AFP: Iran went back Wednesday on its offer to allow France to monitor the enrichment of uranium on Iranian soil, saying the matter had yet to be decided. TEHRAN, Oct 4, 2006 (AFP) – Iran went back Wednesday on its offer to allow France to monitor the enrichment of uranium on Iranian soil, saying the matter had yet to be decided.
“No decision has been taken for the moment on how to form a consortium and the parties which will be invited to participate,” foreign ministry spokesman Mohammad-Ali Hosseini said in a statement.
The deputy head of Iran’s atomic energy organization, Mohammad Saeedi, proposed on Tuesday that France create a consortium to enrich uranium in Iran, to allay international concerns over the nature of Iran’s nuclear program.
The United States, France and Britain rejected the proposal as a stalling tactic and said it did not meet United Nations Security Council’s demands that Iran freeze all uranium enrichment and reprocessing activities.
EU foreign policy chief Javier Solana, however, described the Iranian offer as “interesting”.

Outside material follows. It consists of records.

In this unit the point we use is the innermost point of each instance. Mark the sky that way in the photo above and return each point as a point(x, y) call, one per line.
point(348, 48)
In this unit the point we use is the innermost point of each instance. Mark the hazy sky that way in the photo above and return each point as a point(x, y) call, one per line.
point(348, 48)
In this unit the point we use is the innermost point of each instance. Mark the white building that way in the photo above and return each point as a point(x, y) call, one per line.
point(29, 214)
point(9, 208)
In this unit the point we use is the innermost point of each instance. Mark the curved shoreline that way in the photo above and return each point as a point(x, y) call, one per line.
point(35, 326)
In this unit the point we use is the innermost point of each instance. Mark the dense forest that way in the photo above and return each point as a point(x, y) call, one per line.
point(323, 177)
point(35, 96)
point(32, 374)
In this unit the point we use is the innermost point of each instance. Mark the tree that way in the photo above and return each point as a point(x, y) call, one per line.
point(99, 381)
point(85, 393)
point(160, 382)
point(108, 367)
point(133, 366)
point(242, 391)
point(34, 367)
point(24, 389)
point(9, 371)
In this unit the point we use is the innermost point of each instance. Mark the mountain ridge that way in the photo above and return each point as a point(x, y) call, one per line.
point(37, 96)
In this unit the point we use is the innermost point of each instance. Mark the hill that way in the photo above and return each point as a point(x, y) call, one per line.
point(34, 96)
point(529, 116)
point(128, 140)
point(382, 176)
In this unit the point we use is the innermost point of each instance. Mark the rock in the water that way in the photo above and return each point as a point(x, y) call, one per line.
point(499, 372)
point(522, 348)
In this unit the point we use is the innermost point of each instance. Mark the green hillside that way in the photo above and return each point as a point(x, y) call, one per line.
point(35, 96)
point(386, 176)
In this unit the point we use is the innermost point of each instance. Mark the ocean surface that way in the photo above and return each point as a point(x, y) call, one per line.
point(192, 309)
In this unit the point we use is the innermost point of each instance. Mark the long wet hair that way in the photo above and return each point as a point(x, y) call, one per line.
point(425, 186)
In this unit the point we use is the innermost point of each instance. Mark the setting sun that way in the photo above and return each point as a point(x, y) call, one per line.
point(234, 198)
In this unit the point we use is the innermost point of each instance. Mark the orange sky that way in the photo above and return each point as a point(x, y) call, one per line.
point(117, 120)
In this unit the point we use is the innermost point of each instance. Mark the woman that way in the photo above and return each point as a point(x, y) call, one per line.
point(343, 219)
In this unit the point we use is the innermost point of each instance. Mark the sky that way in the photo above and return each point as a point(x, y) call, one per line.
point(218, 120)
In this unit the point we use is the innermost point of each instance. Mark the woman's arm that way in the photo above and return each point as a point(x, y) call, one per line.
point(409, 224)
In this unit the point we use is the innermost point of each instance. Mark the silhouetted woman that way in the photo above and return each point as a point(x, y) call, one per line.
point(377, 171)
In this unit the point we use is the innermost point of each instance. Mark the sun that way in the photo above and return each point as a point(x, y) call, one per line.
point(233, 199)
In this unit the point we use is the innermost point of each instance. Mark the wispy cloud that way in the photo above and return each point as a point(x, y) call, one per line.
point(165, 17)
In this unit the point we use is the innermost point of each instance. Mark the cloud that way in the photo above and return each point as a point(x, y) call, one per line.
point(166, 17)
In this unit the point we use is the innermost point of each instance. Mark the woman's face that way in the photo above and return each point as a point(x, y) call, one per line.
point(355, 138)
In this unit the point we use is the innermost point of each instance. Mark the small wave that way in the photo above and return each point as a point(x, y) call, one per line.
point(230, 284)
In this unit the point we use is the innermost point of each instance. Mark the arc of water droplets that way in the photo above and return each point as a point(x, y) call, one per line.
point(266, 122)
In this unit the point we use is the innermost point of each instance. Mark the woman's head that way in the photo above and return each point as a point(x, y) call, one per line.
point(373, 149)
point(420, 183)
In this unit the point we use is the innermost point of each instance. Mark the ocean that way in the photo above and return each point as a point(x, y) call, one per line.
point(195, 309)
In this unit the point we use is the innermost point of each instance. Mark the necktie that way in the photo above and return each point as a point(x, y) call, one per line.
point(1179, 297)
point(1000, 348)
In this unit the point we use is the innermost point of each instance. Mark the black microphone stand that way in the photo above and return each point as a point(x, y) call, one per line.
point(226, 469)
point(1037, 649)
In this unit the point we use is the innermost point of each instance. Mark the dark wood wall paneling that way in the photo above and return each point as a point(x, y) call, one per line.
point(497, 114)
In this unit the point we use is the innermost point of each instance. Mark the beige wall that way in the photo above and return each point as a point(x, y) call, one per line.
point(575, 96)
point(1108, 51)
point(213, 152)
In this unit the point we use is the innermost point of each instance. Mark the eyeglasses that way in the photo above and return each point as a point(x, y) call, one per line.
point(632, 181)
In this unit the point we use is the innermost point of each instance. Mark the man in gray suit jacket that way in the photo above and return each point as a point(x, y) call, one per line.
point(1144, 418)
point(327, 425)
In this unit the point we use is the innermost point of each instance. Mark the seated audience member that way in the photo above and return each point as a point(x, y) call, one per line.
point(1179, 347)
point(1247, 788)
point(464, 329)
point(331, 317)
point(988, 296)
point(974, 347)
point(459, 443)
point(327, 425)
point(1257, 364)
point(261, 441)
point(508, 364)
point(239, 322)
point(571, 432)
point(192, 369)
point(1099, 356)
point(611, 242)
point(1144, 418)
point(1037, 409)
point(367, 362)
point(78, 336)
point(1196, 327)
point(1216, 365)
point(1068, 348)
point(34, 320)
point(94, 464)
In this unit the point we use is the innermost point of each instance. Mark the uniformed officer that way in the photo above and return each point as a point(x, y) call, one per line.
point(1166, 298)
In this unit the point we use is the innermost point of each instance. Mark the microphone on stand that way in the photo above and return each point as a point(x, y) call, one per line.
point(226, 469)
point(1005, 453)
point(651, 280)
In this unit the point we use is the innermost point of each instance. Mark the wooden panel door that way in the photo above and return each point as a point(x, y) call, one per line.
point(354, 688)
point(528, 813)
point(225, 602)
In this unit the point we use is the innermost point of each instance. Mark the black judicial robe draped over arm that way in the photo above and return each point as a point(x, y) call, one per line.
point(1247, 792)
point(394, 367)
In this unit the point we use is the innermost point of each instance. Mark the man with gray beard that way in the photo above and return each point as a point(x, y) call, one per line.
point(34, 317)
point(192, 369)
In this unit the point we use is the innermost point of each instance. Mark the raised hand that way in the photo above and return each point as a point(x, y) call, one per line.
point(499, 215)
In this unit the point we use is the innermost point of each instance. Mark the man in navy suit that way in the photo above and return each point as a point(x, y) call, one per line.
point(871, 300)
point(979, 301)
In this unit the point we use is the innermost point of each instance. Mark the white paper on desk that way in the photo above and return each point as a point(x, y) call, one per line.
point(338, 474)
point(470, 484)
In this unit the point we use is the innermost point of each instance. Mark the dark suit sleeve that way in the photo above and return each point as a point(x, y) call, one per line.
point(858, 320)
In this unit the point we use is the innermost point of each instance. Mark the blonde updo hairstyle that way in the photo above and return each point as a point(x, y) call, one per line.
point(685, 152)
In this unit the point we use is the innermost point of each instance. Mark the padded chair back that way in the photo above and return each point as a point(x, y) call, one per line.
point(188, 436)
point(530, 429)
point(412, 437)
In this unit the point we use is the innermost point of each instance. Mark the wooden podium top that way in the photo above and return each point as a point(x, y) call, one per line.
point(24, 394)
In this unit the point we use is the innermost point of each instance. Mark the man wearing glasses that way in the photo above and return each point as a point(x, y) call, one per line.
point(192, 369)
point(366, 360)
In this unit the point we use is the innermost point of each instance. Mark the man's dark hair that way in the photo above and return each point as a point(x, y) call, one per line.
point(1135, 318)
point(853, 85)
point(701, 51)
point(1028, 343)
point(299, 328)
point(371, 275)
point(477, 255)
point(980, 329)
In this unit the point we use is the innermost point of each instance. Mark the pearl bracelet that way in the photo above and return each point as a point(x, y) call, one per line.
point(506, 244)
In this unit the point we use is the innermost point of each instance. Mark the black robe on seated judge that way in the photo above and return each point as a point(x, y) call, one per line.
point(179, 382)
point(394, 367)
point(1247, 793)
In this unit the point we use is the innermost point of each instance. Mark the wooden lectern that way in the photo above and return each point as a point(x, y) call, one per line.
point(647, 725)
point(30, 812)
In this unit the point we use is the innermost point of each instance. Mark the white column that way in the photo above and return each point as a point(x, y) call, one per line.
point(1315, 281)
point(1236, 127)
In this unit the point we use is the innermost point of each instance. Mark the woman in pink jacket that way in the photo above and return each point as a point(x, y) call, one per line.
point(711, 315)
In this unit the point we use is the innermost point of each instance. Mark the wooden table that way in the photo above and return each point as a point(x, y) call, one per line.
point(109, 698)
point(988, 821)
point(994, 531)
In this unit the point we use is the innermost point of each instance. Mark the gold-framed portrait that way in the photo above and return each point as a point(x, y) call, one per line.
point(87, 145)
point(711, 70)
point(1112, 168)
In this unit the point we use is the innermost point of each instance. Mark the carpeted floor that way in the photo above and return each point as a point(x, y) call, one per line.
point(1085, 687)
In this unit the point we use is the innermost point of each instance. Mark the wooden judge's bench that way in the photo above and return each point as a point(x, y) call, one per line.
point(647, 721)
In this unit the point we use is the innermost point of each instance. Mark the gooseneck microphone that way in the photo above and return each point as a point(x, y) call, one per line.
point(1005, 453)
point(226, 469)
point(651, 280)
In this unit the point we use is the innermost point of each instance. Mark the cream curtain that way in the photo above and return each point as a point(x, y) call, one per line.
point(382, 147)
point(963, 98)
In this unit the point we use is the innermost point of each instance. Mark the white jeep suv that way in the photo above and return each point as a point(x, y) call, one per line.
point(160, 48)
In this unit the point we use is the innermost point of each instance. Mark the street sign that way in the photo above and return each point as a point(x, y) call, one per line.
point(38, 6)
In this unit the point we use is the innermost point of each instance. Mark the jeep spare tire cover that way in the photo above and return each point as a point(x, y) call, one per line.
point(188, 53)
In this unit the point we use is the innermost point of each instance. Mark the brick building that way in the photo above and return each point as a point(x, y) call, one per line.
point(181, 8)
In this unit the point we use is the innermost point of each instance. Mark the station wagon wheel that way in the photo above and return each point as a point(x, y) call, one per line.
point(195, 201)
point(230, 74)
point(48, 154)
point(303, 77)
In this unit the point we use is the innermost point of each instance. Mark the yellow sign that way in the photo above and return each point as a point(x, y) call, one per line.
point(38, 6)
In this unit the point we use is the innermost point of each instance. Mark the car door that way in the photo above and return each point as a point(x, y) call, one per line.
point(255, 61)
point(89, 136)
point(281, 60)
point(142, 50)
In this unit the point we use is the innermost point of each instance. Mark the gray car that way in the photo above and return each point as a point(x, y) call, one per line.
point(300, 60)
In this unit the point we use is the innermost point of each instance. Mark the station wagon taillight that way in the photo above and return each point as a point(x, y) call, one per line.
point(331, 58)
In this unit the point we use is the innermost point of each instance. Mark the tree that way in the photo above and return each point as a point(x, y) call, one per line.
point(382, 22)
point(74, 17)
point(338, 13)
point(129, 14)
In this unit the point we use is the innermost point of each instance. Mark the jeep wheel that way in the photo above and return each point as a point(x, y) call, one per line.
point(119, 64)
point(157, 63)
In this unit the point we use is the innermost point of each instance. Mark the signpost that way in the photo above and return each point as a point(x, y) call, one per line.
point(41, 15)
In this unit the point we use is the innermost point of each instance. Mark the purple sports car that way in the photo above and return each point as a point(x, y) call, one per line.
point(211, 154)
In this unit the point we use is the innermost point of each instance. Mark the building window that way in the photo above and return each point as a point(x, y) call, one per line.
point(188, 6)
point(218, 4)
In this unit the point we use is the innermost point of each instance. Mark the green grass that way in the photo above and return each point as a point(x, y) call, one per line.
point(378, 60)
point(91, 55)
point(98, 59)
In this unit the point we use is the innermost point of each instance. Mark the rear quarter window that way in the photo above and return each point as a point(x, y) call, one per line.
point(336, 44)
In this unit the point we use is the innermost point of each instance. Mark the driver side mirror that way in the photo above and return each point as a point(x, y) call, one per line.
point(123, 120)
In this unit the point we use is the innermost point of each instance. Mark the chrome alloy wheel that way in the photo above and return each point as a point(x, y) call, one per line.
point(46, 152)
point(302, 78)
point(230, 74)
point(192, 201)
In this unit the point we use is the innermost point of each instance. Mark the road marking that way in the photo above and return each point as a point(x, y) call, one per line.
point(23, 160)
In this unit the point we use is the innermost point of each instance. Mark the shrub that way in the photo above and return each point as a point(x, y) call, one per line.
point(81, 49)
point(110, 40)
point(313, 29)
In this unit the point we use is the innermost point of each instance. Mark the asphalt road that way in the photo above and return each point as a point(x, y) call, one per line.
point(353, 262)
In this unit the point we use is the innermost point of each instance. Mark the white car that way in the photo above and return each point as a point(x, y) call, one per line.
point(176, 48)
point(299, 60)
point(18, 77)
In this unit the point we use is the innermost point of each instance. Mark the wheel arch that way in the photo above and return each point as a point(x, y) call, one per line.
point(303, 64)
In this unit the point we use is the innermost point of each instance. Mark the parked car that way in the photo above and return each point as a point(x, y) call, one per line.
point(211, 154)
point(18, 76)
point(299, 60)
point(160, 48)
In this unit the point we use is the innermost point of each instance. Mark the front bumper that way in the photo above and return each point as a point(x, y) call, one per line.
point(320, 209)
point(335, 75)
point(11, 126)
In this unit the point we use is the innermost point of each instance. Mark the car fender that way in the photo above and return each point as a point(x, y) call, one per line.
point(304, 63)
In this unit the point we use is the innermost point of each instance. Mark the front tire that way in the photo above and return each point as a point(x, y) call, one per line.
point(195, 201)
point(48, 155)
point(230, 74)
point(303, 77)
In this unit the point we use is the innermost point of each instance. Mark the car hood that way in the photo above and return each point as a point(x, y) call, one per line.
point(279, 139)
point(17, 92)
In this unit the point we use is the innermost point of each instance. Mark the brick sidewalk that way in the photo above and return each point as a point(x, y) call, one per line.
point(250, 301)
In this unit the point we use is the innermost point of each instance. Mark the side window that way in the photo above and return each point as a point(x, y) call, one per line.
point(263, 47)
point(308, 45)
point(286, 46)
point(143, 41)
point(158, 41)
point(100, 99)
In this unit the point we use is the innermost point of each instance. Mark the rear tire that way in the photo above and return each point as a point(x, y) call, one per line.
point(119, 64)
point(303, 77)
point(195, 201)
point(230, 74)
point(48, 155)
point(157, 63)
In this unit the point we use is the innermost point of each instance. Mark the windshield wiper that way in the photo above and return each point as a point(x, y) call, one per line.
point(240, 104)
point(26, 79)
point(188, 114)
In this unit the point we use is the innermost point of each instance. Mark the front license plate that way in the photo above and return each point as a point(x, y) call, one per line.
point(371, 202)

Hosseini said the “idea to form a consortium was brought up as one of the ways to guarantee the peaceful nature of the Iranian nuclear work in recent talks between (Iran’s nuclear chief) Ali Larijani and Javier Solana”.
Solana and Larijani have been leading talks aimed at finding a deal on Iran’s nuclear program but have so far failed to reach a breakthrough.
Tehran insists its nuclear program is solely for peaceful energy needs, vehemently rejecting US allegations it is seeking to manufacture nuclear weapons.
A year ago Iranian president Mahmoud Ahmadinejad suggested that partners from private and state sectors of other countries join the Islamic republic’s enrichment activities.